Esaminando in sequenza i componenti di un referto di citogenetica, utilizzando le regole sopra descritte assieme alle abbreviazioni ed ai simboli riportati nella tabella seguente ed agli esempi che seguono, quello che appariva come un'indecifrabile combinazione di numeri e simboli diviene  un metodo conciso ed universale per descrivere il risultato di un'analisi cromosomica.
 
Le abbreviazioni più frequentemente utilizzati per descrivere il cariotipo
 

Abbreviazione

Significato

del

delezione di un tratto di cromosoma

de novo

origine ex novo, in contrapposizione ad ereditato

der

cromosoma derivato da un riarrangiamento

dic

cromosoma dicentrico (con 2 centromeri)

dup

duplicazione di un tratto di cromosoma

i

isocromosoma

ins

inserzione cromosomica

inv

inversione cromosomica

mar

cromosoma marcatore, di origine da determinare

mat

origine materna

mos

mosaico o mosaicismo

p

braccio corto di un cromosoma

pat

origine paterna

q

braccio lungo di un cromosoma

r

cromosoma ad anello (ring)

t

traslocazione

/

simbolo che separa le linee di un mosaico

+/-

prima del numero di un cromosoma indicano acquisizione o perdita di quel cromosoma.  (+/- non vengono utilizzati per indicare acquisizione o perdita dei cromosomi del sesso)

 
Esempi di cariotipi anomali e loro interpretazione
 

Cariotipo

Significato

47,XX,+21

Cariotipo femminile (XX) a 47 cromosomi (47), per la presenza di un cromosoma 21 sovrannumerario (+) (Sindrome di Down)

47,XY,+21

Cariotipo maschile (XY) con cromosoma 21 sovrannumerario (+)

45,X

Cariotipo con monosomia del cromosoma X, solitamente associato alla sindrome di Turner

47,XXX

Cariotipo con trisomia del cromosoma X

47,XXY

Cariotipo con costituzione XXY dei cromosomi del sesso, associato alla sindrome di Klinefelter

46,XY,t(1;3)(p32;q12)

Cariotipo maschile in cui è presente una traslocazione (t) coinvolgente un cromosoma 1 ed un cromosoma 3. I punti di rottura della traslocazione sono localizzati a livello della banda 32 sul braccio corto (p) del cromosoma 1 ed a livello della banda 12 del braccio lungo (q) del cromosoma 3.

46,XY, del (5p)

Cariotipo maschile in cui è presente una delezione (del) del braccio corto (p) di un cromosoma 5. (Sindrome del cri-du-chat)

46,XX, del (1)(p32.2)

Cariotipo femminile in cui è presente una delezione (del) di parte del braccio corto (p) di un cromosoma 1, a livello della regione 3, nella banda 2, sottobanda 2.

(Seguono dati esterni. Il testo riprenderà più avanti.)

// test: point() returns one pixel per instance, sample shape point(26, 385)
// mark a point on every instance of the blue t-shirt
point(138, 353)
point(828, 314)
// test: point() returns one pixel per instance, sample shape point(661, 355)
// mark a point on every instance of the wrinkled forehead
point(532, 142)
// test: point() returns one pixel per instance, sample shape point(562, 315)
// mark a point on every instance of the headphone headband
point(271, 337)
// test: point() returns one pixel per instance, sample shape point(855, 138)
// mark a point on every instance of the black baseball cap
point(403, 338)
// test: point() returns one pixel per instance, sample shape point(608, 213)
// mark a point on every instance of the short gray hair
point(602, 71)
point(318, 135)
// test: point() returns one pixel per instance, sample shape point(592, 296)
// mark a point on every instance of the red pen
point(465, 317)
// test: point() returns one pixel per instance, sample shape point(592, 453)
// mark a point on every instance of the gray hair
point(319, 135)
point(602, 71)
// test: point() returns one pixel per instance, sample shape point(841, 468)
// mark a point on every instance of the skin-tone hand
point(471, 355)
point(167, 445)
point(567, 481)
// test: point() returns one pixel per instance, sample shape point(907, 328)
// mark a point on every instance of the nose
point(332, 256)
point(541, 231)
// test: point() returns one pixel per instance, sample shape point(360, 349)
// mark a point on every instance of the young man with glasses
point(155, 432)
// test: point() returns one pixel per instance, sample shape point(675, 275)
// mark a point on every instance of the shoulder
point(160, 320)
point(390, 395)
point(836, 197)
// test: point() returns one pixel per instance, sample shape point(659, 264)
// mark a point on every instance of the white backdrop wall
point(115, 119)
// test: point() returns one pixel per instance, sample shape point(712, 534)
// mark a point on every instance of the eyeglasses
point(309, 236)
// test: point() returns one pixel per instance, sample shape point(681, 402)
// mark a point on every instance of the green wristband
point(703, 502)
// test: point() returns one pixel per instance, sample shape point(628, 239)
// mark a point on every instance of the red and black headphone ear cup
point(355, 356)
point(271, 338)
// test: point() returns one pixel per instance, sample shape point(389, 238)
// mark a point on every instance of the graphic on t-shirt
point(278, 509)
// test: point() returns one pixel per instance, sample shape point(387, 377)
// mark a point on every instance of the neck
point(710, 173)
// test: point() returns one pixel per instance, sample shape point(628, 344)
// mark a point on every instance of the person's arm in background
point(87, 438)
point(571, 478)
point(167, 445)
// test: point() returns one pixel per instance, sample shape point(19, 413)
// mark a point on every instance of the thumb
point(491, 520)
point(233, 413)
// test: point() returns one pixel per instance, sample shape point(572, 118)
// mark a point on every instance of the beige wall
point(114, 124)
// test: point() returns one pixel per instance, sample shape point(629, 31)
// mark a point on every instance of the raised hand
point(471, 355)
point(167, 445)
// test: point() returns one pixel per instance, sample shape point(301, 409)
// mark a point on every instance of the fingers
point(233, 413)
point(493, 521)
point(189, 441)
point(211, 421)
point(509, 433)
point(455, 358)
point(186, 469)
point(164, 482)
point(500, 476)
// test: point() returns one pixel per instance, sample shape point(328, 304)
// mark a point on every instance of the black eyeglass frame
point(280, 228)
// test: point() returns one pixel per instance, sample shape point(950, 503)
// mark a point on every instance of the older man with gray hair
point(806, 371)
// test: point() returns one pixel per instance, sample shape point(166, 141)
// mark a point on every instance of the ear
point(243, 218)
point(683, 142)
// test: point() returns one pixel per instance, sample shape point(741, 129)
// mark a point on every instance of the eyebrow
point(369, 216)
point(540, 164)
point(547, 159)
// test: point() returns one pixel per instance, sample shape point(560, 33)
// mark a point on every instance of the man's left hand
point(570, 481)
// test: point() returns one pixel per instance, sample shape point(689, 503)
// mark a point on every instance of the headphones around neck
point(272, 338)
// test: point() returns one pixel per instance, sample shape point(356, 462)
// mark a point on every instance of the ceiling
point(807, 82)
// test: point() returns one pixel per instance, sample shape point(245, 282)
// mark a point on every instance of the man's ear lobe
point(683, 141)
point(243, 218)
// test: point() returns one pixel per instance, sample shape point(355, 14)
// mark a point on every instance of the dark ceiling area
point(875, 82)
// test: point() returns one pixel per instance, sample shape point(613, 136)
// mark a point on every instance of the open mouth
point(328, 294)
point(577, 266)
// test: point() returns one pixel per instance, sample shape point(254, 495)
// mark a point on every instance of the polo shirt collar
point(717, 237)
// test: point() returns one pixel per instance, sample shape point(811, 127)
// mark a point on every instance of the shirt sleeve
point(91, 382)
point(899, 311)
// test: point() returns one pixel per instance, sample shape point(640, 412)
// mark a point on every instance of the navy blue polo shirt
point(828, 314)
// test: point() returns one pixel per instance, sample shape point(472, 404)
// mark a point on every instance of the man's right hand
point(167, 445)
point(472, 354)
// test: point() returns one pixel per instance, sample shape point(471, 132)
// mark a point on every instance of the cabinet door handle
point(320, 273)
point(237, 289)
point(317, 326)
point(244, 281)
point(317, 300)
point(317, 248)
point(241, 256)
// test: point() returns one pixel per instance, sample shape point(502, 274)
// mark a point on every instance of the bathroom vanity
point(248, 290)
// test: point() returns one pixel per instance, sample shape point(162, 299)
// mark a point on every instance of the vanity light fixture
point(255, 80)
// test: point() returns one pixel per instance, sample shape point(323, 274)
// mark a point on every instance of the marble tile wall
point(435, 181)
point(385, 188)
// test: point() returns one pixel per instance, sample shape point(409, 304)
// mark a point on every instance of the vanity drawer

45,XY,der(13;14)(q10;q10)mat

Cariotipo maschile con cromosoma derivativo (der), costituito dal braccio lungo del cromosoma 13 e dal braccio lungo del cromosoma 14, che ha sostituito un cromosoma 13 ed un cromosoma 14. La rottura e la riunione sono avvenute a livello delle bande q10, corrispondenti al centromero. Il cromosoma derivativo è stato ereditato dalla madre (mat).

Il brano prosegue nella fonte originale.